EU leaders will nominate a tandem of Portuguese Prime Minister Jose Manuel Durao Barroso as the next European Commission president and Javier Solana of Spain as Europe's future first foreign minister at a brief special summit today.
Less than two weeks after failing acrimoniously to find a consensus figure to head the European Union executive, the 25 leaders will meet for 45 minutes at 6 p.m. (1600 GMT) to endorse a compromise package of top personnel decisions.
The 48-year-old conservative Portuguese leader told a presidential-style news conference at a Nato summit in Istanbul, Turkey, that he would announce his decision today after consulting national leaders.
Outgoing Commission President Romano Prodi, whose five-year term ends on October 31, telephoned Mr Barroso to congratulate him, describing him in a statement as "the right person to hold this office of great responsibility and sensitivity".
A strong Atlanticist and economic liberal, Mr Barroso advocates gradual European integration with a special eye to the needs of small member states who make up the majority of EU countries.
He emerged as a compromise candidate after the leaders, split between supporters and opponents of the US-led war in Iraq and of federal EU integration or a union of nation states, were unable to agree on Belgian Prime Minister Guy Verhofstadt or British EU External Relations Commissioner Chris Patten.
The European Parliament is expected to endorse Mr Barroso, a member of the largest group, the conservative European People's Party, in a vote on July 21. But the Liberals, Socialists and Greens also said they needed to know more about his view on EU integration before deciding how to vote.
"If Mr Durao Barroso is going to avoid the stigma of being a 'lowest common denominator' candidate he is going to have to come out of the blocks in style," said Graham Watson, leader of the centrist Liberal Democrat group.
EU leaders will also reappoint Mr Solana, 61, as their foreign and security policy high representative and formally identify him as "foreign minister-designate", an EU source said.
That means the former Spanish foreign minister and Nato secretary-general will automatically become a vice-president of the Commission and take over its large external relations budget and staff once a new EU constitution is ratified.

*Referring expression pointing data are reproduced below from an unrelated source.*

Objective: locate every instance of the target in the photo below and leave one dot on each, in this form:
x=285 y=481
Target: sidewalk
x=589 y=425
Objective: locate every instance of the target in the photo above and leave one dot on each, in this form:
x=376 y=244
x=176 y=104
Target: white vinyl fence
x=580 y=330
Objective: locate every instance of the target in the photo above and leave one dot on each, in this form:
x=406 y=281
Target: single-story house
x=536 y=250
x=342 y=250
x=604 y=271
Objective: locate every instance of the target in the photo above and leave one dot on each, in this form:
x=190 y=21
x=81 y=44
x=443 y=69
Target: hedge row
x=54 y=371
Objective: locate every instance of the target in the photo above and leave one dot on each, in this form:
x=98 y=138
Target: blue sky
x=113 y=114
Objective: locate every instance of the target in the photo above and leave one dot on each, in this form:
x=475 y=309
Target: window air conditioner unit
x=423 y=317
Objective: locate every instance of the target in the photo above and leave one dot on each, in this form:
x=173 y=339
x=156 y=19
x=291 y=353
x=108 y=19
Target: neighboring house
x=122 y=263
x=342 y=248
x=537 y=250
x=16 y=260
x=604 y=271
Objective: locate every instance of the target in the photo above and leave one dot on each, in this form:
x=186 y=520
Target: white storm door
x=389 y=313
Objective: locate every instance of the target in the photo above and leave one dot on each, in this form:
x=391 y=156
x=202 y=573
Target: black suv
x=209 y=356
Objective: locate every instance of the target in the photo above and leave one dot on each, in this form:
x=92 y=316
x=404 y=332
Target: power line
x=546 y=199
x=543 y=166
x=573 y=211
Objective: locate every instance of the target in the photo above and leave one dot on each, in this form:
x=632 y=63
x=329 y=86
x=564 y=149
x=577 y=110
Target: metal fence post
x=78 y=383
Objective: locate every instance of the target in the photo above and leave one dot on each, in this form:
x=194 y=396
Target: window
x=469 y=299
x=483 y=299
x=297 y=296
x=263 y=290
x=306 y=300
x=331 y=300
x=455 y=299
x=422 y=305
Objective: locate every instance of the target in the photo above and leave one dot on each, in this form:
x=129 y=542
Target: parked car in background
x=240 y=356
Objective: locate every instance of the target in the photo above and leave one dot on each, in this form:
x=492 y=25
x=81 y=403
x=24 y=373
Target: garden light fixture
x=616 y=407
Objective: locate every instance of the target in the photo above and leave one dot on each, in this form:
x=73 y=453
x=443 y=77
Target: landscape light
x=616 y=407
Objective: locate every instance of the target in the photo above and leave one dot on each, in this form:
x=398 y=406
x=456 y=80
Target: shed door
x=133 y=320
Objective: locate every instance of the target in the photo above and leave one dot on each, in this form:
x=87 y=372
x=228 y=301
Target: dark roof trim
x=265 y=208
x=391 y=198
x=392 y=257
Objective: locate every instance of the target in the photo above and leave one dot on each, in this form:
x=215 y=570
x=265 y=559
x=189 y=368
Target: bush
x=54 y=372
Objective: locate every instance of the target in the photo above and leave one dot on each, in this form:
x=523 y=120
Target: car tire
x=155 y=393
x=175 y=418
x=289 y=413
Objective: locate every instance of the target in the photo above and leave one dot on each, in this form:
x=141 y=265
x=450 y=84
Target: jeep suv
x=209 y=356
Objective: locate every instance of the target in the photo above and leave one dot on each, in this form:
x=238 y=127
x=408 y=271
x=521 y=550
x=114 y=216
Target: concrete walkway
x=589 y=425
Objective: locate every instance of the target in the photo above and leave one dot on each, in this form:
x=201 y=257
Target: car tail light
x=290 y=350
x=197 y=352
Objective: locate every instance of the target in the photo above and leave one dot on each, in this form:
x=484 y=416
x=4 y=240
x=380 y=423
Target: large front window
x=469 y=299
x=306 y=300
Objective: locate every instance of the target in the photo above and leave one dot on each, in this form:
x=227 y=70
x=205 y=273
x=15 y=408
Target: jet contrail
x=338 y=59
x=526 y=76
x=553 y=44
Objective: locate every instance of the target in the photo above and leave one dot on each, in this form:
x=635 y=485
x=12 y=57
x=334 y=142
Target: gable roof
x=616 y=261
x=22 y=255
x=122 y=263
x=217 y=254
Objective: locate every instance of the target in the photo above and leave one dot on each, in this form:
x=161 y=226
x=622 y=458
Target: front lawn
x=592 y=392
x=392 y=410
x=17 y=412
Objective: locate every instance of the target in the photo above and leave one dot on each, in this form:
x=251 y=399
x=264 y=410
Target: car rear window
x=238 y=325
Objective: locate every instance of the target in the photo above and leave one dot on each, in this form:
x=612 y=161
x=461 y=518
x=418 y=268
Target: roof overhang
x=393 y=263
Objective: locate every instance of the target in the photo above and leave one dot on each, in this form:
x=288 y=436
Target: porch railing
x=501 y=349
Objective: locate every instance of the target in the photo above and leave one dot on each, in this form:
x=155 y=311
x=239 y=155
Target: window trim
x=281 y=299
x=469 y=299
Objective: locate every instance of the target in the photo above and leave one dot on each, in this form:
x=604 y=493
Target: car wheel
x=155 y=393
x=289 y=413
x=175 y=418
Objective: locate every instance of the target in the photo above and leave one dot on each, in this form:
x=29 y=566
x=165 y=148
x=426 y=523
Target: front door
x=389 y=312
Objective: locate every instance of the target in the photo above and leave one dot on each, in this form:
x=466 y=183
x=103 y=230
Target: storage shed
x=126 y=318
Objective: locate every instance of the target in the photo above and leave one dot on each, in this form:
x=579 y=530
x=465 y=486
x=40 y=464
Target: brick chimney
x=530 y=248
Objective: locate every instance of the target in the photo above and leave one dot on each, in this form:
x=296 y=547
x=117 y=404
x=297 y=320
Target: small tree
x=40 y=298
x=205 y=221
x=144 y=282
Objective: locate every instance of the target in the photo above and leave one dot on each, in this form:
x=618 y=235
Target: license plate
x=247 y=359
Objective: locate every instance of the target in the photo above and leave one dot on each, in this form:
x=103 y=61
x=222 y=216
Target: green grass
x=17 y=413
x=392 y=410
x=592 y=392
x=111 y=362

The target date is 2007, but it could be delayed if one or more country votes against the charter in planned referendums.
Diplomats said there was strong suspicion that German Chancellor Gerhard Schroeder had won a pledge from Mr Barroso to appoint German Commissioner Guenter Verheugen as another vice-president and "super-commissioner" for economic policy.
The leaders will also reappoint Frenchman Pierre de Boissieu to the powerful post of deputy secretary-general of the EU Council, running the secretariat that supports policy-setting meetings of ministers and national officials.
A former French ambassador to the EU, related by marriage to the late President Charles de Gaulle, he is one of the most feared and respected backroom fixers in Brussels.
Mr Prodi said the choice of Mr Barroso "demonstrates once more the Union's ability to reach agreement on thorny issues, just a few days after the Constitution was approved".
He congratulated Irish Prime Minister Bertie Ahern, holder of the rotating EU presidency, for his diplomatic skill in finding unanimity on such complex issues.